13 Thread Progress
When multiple threads access the same data structure you often need to know when all threads have completed their accesses. For example, in order to know when it is safe to deallocate the data structure. One simple way to accomplish this is to reference count all accesses to the data structure. The problem with this approach is that the cache line where the reference counter is located needs to be communicated between all involved processors. Such communication can become extremely expensive and will scale poorly if the reference counter is frequently accessed. That is, we want to use some other approach of keeping track of threads than reference counting.
Different hardware architectures have different memory models. Some architectures allows very aggressive reordering of memory accesses while other architectures only reorder a few specific cases. Common to all modern hardware is, however, that some type of reordering will occur. When using locks to protect all memory accesses made from multiple threads such reorderings will not be visible. The locking primitives will ensure that the memory accesses will be ordered. When using lock free algorithms one do however have to take this reordering made by the hardware into account.
Hardware memory barriers or memory fences are instructions that can be used to enforce order between memory accesses. Different hardware architectures provide different memory barriers. Lock free algorithms need to use memory barriers in order to ensure that memory accesses are not reordered in such ways that the algorithm breaks down. Memory barriers are also expensive instructions, so you typically want to minimize the use of these instructions.
The "thread progress" functionality in the Erlang VM is used to address these problems. The name "thread progress" was chosen since we want to use it to determine when all threads in a set of threads have made such progress so that two specific events have taken place for all them.
The set of threads that we are interested in we call managed threads. The managed threads are the only threads that we get any information about. These threads have to frequently report progress. Not all threads in the system are able to frequently report progress. Such threads cannot be allowed in the set of managed threads and are called unmanaged threads. An example of unmanaged threads are threads in the async thread pool. Async threads can be blocked for very long times and by this be prevented from frequently reporting progress. Currently only scheduler threads and a couple of other threads are managed threads.
Any thread in the system may use the thread progress functionality in order to determine when the following events have occurred at least once in all managed threads:
- The thread has returned from other code to a known state in the thread progress functionality, which is independent of any other code.
- The thread has executed a full memory barrier.
These events, of course, need to occur ordered to other memory operations.

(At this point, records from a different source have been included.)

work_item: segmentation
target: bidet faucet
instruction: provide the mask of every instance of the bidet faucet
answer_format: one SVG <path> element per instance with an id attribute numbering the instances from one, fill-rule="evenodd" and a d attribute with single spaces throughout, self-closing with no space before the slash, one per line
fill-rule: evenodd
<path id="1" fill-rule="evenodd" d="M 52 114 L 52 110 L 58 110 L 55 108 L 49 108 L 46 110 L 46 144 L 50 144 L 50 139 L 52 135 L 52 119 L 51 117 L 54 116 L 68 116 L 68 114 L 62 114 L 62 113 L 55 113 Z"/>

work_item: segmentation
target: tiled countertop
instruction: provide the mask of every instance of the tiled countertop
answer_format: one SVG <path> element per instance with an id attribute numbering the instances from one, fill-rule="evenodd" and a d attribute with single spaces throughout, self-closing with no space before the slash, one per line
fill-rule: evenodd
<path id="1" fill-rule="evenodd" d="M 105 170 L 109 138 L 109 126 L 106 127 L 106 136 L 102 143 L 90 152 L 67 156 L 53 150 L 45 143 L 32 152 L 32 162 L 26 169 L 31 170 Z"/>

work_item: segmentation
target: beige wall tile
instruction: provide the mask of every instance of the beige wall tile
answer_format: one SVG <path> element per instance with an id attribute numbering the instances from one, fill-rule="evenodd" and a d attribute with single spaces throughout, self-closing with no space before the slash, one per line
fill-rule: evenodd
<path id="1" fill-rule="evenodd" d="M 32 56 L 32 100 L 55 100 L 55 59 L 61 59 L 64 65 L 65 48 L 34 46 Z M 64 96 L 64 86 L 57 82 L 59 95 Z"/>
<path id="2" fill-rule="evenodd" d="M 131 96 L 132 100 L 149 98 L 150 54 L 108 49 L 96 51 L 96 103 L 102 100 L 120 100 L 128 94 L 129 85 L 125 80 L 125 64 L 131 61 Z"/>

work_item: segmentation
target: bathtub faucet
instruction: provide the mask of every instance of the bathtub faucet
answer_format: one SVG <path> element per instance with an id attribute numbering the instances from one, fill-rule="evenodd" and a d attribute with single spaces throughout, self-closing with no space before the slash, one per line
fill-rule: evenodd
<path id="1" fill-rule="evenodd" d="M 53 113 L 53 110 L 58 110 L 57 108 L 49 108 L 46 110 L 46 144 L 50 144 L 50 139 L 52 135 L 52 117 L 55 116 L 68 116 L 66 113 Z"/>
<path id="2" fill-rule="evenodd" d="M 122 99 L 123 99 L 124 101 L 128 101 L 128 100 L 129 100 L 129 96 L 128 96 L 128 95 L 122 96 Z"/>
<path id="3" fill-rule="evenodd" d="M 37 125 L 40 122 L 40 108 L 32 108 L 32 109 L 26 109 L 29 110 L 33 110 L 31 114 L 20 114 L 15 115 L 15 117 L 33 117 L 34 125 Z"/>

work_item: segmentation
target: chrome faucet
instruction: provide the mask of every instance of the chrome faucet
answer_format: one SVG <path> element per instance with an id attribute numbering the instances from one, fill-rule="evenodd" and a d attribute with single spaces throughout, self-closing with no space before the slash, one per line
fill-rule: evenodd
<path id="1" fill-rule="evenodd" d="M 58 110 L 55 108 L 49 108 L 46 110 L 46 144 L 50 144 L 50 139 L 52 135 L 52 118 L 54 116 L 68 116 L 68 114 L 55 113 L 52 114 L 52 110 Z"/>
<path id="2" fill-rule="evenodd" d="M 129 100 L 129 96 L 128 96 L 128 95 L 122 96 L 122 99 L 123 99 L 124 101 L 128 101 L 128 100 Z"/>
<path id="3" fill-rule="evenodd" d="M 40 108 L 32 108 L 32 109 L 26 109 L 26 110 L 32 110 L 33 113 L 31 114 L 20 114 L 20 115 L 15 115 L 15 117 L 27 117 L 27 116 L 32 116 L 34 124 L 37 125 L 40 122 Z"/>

The operation of determining this begins by initiating the thread progress operation. The thread that initiated the thread progress operation after this poll for the completion of the operation. Both of these events must occur at least once after the thread progress operation has been initiated, and at least once before the operation has completed in each managed thread. This is ordered using communication via memory which makes it possible to draw conclusion about the memory state after the thread progress operation has completed. Lets call the progress made from initiation to comletion for "thread progress".
Assuming that the thread progress functionality is efficient, a lot of algorithms can both be simplified and made more efficient than using the first approach that comes to mind. A couple of examples follows.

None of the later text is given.